T O P I C R E V I E W
Member # 95598
posted 05-20-2012 06:41 PM
I have 2.5 questions I'm having a little trouble understanding, even after searching the main site pretty extensively and looking at forum threads:
1) Though I usually orgasm fairly easily, sometimes, I have a really hard time orgasming right at the end of my withdrawl bleed. My boyfriend gave me both manual and oral sex this morning (the last day of my period), and it felt just about as amazing as it always does, but I just wasn't feeling myself orgasming. This has happened a few times before, and we both know that it's okay and the almighty O actually isn't so almighty, so he just keeps going for as long as we're both okay with it. Later on, he gave me oral in a different position that we'd never tried before, and, even though I really didn't feel like I'd orgasmed (though, again, it felt absolutely wonderful), I squirted. First time that's ever happened! I guess my question is this: Is there a physical reason why orgasming would be more difficult at the end of my bleed, no matter who's trying to get me off? (I should note that it's just as difficult if it's me masturbating.) I've been on the pill since before we started being sexually active, and we are each others' firsts for these activities (if that's at all important). I'm always well aroused and lubricated, and, most of all, I trust my boyfriend with every fiber of my being. Nothing changes... except the withdrawl bleed. 1.5) Being slightly confused, does squirting necessarily mean I orgasmed? 2) This morning, I gave my boyfriend oral. Per usual, he told me when he was about to come, so I stopped. He said it felt like he'd ejaculated, and he went through his usual refractory period, after which I got him off again manually, but the first time, when I gave him oral, he didn't ejaculate. There was no semen in the condom, or anywhere else for that matter. It was pretty mystifying, and, admittedly, a little funny. (Really, the entire morning was, just because of things that normally happen not happening, and things that normally don't happen, happening. We both tend to be fairly good at rolling with whatever punches our bodies deal us during sex.) I've kind of scoured the articles and questions here, but it's possible I missed some thread or article explaining how orgasm is possible without ejaculation in males. Does someone have info on this, or is there any to be had?
Member # 3
posted 05-20-2012 07:49 PM
I don't think anyone has ever used a decimal point for questions before.

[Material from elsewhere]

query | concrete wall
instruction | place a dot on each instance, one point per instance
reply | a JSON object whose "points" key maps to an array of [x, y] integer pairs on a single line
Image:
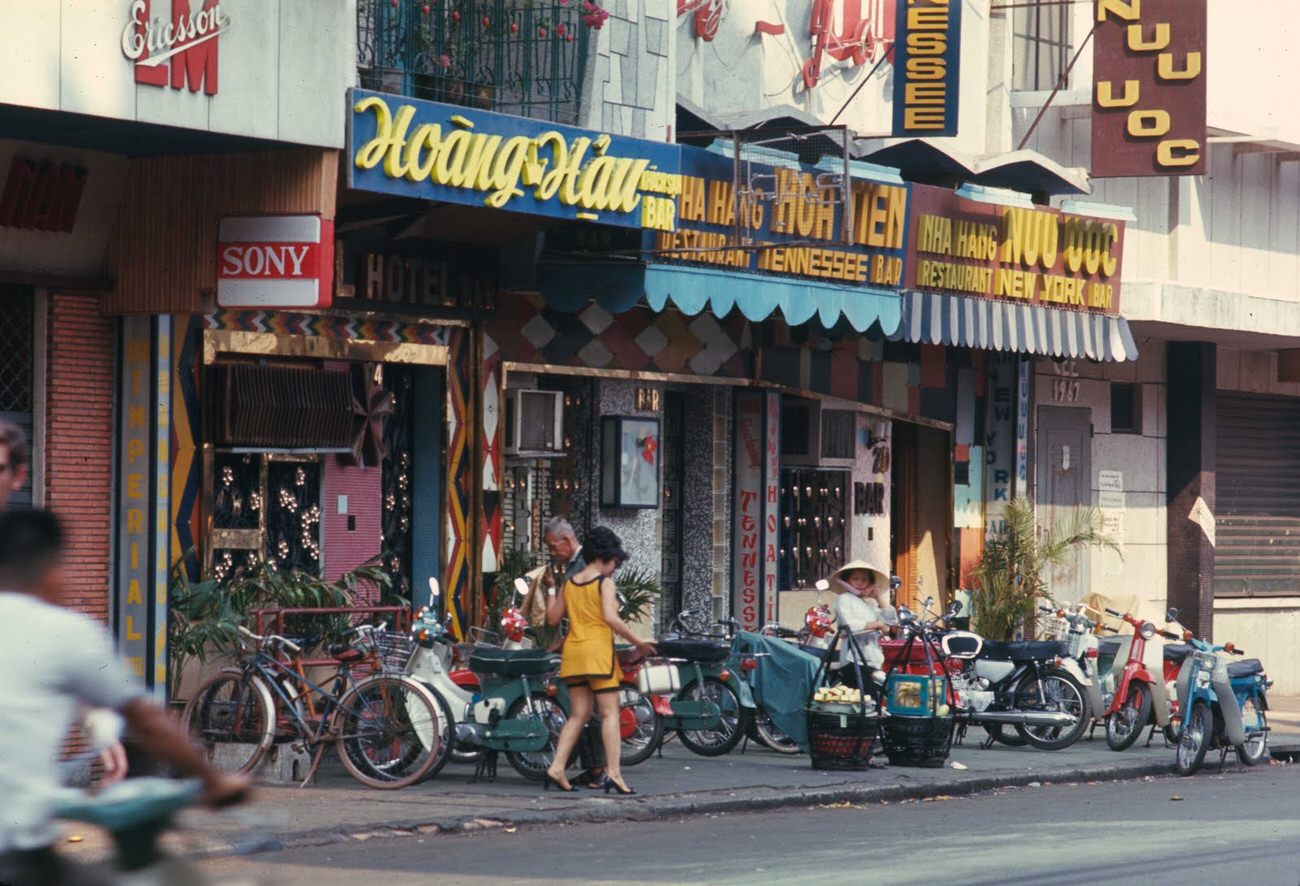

So, here goes: 1) A lot of people find that where they are at in their menstrual/fertility cycle -- including when it's a cycle created by the pill -- makes a difference in their levels of desire, with sensation, with sexual response and/or orgasm. So, it might well be that this is the case with you at this time of your cycle. 1.5) No. Orgasm and ejaculation are different things. For people with penises, they're usually interrelated, but for people with uteruses and vaginas, less so, and both can happen without the other, and pretty routinely do. If you know what an orgasm can feel like for you, you probably know if you did or didn't, regardless. 2) Like I said, orgasm and ejaculation, including in men, are actually different things. So, it can absolutely happen that a guy has a 'dry" orgasm, and can also happen that a guy ejaculates without reaching orgasm.
Member # 95598
posted 05-20-2012 09:18 PM
Ah, good to know, and pretty interesting. It's difficult getting past the concept that the two are one in the same for guys when for years they've been shown to me as a "package deal", anyway, but I guess that it happened right in front of me makes a believer out of me! As for women, I've been told the opposite--the two almost never go together! Ah, the strange things mass media tells us become stranger still when you know they're kind of wrong, and then find out that they're
really wrong! (Er, at least, not correct for everyone.) Again, not that it makes a difference--we have wonderful times either way--I was simply curious and amused. Thanks!